In July last year, India began confiscating passports stamped with U.S. T visas.
“This is 100 percent in response to what happened with Khobragade,” said a congressional source who has discussed the matter with senior diplomats at the Indian embassy in Washington.
A March 3 high court ruling in India found India’s confiscation of passports with T visas unconstitutional. A March 16 memo from the Ministry of External Affairs seen by Reuters told “all missions and posts” to relax some aspects of the policy but not repeal it.
Since the ruling, people who had their passports seized have had them returned and new confiscations appear to have stopped, said Stockdale and the congressional source.
But since then, about 20 T visa holders have been unable to renew passports, said Stockdale, citing cases with which she has been directly involved.
At the Indian consulate in Houston, Naijo Kaiprampatt was told that to renew his passport, he needed to show proof he was trafficked by Signal. But he was recruited by another company, he says.

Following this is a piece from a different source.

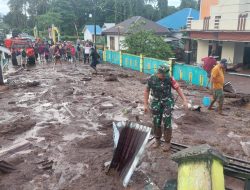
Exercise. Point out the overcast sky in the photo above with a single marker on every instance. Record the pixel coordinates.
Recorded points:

Kaiprampatt, 39, provided the name of that company and other information to the U.S. government, which gave him a T visa. He said the Indian consulate in Houston told him it has no authority to renew the passport of any Indian with a T visa unless that person was trafficked by Signal, and that he will have to bring proof that the company that brought him to the U.S. is related to Signal.
“They want the same documents that I gave to the U.S. government, but those are supposed to be confidential,” he said.